By Jakir Hossan
Amzad Hossain, a third year student of University of Dhaka, is visually impaired but can speak well before a thousand people and engage in various co-curricular activities on campus. Managing with recording clips of class lectures and a scribe to write exams, seeking assistance to get to places, he is struggling to lead a normal life despite such obstacles and yet, he is doing well.
Emdad Hossain Mollick is a differently-abled painter with a soaring imagination. He has legs but no arms and can’t move independently. He has painted numerous sketches representing the natural beauty and rural life of Bengal and its people, surprisingly, using his mouth. He has achieved this through great hardship.
Our society, existing social values and the thinking of people does not easily let these talented resources bloom.
Amzad and Mollick are representative of persons with disabilities (PWD) in our society. They are also differently-abled. The way they accomplish a job may be different from the way others do things. Existing social culture, social values and the way people think about these people are not supportive to their growth and expansion of personal skills and qualities. In most circumstances, these people lead a life with no hope, no dignity, no respect and no care.

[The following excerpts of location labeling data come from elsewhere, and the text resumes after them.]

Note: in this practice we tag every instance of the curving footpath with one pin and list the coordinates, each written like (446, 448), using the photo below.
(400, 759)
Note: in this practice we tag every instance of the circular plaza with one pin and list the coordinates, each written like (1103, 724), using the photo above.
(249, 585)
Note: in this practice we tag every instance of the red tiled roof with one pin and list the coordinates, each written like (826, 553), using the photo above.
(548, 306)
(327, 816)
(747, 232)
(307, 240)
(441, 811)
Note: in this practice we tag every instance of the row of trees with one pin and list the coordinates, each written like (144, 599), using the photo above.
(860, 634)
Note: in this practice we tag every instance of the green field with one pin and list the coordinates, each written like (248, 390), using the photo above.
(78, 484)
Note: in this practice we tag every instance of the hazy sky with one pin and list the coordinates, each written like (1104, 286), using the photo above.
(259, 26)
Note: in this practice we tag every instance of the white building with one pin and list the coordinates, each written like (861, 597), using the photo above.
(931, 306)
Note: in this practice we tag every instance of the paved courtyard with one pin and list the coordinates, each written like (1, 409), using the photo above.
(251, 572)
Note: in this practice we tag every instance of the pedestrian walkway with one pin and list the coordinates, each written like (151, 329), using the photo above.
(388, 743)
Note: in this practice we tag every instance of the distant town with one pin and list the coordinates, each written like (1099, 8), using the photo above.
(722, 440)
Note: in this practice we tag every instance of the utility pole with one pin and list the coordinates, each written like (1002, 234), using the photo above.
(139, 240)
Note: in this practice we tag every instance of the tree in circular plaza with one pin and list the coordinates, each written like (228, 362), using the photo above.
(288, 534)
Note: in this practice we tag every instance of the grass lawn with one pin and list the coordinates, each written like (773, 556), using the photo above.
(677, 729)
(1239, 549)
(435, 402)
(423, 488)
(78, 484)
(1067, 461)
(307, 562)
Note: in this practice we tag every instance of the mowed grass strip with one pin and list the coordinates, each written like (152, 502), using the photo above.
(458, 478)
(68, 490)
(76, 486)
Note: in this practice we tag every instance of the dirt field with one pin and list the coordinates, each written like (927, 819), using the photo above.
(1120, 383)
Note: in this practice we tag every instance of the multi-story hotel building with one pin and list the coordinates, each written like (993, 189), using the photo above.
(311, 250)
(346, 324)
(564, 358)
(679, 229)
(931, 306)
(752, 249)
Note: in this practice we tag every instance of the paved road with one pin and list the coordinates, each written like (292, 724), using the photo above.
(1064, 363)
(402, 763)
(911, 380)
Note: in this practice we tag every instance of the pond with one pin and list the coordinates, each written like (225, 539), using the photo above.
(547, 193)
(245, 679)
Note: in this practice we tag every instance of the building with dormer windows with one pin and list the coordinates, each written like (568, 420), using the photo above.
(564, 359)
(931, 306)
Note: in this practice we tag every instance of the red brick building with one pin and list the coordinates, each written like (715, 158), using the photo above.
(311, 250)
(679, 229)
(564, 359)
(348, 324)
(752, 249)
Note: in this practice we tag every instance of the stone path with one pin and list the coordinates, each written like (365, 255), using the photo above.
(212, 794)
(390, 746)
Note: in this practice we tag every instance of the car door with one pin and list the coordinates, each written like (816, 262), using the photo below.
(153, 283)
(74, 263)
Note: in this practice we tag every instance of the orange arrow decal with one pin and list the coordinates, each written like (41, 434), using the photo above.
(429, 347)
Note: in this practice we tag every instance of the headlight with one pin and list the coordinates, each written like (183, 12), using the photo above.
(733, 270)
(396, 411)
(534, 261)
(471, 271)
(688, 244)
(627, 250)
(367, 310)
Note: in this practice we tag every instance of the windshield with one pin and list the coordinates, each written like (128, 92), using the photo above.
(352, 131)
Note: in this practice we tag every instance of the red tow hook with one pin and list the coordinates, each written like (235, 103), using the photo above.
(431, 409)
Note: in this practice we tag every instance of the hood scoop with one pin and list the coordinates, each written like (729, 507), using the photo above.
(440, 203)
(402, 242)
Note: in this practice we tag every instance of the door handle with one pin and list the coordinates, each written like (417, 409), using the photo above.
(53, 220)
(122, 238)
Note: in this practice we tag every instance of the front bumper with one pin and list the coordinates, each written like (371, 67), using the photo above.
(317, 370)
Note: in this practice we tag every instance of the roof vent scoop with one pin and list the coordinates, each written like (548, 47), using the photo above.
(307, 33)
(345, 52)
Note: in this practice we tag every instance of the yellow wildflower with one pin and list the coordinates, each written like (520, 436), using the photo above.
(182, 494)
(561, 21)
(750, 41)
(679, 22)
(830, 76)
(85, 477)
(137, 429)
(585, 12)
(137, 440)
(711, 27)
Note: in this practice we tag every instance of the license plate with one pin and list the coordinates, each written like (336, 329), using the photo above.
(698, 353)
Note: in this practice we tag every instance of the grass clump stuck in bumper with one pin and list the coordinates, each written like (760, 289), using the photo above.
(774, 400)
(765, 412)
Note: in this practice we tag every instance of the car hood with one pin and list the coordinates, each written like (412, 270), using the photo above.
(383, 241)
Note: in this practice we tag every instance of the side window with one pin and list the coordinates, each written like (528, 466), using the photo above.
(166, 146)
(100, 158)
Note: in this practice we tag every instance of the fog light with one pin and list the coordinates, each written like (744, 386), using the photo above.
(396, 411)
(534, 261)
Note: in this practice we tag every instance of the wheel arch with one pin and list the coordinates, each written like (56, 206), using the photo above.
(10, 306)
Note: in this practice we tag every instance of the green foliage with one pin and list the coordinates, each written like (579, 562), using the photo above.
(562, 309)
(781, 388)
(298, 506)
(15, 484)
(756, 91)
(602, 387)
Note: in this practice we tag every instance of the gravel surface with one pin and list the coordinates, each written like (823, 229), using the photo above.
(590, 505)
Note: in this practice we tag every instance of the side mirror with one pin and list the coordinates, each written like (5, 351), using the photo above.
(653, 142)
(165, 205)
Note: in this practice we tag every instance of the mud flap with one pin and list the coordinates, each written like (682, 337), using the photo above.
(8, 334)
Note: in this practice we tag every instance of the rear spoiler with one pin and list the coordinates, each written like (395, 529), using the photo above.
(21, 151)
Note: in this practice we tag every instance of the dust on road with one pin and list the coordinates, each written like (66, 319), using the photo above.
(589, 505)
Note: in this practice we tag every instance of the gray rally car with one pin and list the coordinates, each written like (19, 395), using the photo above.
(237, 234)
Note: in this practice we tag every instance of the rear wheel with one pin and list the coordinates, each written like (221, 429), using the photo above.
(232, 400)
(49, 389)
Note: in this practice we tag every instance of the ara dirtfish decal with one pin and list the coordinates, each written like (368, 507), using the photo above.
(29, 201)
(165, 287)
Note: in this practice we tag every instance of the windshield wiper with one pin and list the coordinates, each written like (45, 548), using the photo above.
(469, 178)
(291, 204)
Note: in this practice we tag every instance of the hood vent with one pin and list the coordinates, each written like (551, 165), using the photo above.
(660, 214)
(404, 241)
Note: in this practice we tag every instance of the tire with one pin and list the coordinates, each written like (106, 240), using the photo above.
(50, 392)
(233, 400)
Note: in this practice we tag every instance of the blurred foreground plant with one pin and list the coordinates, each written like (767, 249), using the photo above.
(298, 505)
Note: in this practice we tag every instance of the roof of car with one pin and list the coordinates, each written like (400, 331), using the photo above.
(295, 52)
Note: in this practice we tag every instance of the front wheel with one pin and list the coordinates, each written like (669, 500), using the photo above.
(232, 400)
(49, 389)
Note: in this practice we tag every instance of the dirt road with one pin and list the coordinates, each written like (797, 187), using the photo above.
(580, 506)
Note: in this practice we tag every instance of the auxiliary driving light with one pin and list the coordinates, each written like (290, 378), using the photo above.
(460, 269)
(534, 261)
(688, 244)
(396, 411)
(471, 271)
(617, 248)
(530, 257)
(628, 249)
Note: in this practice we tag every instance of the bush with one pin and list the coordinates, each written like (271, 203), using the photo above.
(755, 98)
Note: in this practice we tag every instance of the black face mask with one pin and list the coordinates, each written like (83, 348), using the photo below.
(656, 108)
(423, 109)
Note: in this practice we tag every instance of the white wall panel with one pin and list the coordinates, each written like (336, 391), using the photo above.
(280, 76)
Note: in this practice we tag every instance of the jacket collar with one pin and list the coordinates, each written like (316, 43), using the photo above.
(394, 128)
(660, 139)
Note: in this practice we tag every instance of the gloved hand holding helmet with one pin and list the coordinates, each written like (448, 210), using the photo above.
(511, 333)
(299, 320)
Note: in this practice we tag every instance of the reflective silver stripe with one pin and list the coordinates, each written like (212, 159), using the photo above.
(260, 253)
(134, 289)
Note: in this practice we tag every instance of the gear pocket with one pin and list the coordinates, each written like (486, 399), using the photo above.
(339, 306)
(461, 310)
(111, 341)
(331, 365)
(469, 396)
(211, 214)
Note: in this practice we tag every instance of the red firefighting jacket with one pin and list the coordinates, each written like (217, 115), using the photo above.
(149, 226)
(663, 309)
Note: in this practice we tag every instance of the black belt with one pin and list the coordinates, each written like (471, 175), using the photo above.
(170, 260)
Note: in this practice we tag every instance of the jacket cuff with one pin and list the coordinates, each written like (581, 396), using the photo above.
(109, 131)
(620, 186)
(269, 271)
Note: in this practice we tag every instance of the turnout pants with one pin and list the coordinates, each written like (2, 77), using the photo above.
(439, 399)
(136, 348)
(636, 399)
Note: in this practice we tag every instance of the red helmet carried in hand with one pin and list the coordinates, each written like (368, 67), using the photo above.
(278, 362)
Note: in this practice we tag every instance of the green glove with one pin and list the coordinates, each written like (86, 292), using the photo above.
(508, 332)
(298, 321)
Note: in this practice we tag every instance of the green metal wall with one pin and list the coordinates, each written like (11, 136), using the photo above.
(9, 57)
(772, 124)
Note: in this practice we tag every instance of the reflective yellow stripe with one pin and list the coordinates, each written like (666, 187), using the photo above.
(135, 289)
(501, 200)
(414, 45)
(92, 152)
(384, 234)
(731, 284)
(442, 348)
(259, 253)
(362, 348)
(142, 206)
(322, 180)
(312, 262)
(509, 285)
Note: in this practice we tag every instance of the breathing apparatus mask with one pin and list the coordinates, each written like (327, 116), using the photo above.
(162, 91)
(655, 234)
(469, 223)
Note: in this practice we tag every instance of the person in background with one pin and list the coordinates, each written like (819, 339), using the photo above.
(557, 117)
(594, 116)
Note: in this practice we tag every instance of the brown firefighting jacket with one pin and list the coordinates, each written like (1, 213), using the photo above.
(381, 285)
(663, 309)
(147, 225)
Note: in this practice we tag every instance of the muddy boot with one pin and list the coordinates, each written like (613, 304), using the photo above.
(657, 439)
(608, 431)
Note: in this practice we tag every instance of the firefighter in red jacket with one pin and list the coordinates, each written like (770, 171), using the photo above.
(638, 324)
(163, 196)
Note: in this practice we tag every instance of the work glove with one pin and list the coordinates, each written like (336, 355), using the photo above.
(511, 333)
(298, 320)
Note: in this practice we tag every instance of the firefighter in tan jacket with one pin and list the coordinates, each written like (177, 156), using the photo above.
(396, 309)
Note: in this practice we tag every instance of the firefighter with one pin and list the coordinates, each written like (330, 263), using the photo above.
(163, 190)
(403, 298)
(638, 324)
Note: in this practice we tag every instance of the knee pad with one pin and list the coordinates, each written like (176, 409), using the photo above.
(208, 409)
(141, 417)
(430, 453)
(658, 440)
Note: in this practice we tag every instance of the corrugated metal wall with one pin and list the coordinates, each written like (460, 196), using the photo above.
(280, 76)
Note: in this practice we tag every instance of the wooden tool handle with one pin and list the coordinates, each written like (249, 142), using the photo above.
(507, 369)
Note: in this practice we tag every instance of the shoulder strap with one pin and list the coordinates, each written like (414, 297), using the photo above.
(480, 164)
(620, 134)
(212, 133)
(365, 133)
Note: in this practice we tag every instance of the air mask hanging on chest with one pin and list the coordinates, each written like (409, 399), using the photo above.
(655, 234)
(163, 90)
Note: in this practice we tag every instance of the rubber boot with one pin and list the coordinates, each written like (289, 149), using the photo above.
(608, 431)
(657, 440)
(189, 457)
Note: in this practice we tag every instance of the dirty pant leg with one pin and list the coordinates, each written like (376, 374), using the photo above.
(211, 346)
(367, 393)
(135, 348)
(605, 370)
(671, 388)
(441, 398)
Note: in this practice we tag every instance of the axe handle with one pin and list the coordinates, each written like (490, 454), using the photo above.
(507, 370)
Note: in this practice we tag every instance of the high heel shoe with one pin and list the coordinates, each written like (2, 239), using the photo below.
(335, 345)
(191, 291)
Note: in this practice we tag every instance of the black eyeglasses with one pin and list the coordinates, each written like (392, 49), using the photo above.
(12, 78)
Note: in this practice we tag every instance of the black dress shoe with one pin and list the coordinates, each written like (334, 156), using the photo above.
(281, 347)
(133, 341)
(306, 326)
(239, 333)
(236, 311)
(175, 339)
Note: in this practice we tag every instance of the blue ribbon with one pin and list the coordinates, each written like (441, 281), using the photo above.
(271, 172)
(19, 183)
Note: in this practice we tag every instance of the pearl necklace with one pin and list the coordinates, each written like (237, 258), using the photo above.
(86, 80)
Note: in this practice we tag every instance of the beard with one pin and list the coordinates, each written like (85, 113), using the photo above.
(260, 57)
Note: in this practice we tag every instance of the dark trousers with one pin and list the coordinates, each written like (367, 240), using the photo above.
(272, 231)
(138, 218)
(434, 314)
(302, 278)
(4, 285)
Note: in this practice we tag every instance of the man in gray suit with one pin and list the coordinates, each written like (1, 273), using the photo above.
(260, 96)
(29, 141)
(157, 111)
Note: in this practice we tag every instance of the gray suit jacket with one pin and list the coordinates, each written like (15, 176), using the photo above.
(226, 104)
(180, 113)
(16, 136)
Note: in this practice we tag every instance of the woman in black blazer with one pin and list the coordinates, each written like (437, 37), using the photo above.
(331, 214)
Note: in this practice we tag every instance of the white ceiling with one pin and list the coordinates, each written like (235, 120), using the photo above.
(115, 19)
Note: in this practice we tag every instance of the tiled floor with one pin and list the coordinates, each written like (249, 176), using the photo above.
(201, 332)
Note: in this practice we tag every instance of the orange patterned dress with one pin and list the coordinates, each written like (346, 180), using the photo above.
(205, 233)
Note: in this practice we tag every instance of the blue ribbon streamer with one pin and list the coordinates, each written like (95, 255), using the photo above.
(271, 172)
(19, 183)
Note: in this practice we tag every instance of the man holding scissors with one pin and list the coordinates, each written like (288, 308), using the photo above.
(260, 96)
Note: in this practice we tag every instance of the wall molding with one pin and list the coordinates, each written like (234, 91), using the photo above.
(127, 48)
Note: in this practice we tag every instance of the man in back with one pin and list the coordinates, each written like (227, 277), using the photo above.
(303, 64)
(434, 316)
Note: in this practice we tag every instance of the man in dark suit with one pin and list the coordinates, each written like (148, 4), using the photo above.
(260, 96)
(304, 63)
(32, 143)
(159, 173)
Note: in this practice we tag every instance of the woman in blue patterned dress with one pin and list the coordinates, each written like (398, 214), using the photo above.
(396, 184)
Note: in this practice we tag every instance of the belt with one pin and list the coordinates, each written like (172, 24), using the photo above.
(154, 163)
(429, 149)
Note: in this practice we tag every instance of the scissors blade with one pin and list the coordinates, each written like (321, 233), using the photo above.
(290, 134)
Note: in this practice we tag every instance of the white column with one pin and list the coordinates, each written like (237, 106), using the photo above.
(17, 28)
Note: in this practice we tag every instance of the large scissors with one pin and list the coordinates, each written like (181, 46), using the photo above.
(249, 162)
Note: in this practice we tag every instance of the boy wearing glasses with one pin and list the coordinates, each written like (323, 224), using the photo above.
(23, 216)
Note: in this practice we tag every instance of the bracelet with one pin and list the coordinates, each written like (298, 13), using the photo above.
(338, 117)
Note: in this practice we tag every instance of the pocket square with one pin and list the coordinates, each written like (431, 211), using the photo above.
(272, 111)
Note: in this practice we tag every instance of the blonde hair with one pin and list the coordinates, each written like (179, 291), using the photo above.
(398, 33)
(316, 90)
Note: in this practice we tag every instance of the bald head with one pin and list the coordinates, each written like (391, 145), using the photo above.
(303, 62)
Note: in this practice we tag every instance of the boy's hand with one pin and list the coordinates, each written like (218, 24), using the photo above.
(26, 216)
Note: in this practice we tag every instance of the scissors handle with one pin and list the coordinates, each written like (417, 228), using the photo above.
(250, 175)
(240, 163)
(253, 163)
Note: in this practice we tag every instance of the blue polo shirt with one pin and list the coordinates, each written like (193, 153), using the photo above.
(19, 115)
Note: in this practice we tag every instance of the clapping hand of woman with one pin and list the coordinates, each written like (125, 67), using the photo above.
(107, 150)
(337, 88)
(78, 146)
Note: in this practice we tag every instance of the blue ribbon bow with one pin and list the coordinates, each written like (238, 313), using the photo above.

We cannot deny our responsibilities towards them. We have a moral duty towards them, a social responsibility to ensure their care, our religious value inspires us to work for them and, lastly, as human beings we have ethical obligations towards persons with disabilities.
People with disabilities can be Muslim, Hindu or Buddhist but he/she is a human being from the same source. Our social bonding teaches us that we have our societal obligation to stand besides these persons whenever they need us. It’s like a family where, if someone is in difficulty, others come forward with a supportive hand.
From a religious perspective, there are references in religious texts ordering us to be supportive of persons with physical limitations.
Whenever we see someone passing on the road with a stick in his/her hand, wearing dark glasses, we just see the spectacle. That is where ethics or morality kicks in, to get down from the vehicle and address ourselves to help this person to cross the road and point them in the right direction.
Women with disabilities face far worse problems than the men, given the general treatment meted out to women by society. Where women without disabilities face social and family obligations which confine them within the home, it is unthinkable what hardships women with disabilities experience. These women are considered a burden and no one cares for them.
But in the 21st century, it is wrong to term these persons as a social burden. There are many examples of how differently-abled persons are representing our country.
The Bangladesh wheelchair cricket Team recently defeated India in a bilateral three-match T20 series. The captain of this cricket team, Mohammad Mohsin, and all other players have physical limitations but are able to play cricket and enjoy a taste of life from a wheelchair. So how could they be a burden?
Arifun Nahar Misti is Executive Director of the Women with Disabilities Development Foundation (WDDF). She is confined to a wheelchair but has visited many countries and is doing a great job of raising awareness to remove negativities people hold in their mind about persons with disabilities.
Times have changed and so should our perceptions. No one is a burden even if they have he/she is a person with disabilities. Only with care, love and a supportive hand can we bring talented faces like Mohsin and Misti, who are differently-abled, to realize their potential.
If we are sincere in our duties from where we are, that would be enough. As human beings, we can be supportive whenever we see someone with disabilities facing difficulties with their situation. Whenever we change our perception with positivity, we can be a part of an inclusive society movement. It will be a society where every disabled person will have proper care, rights, dignity and support for personal and professional growth and excellence.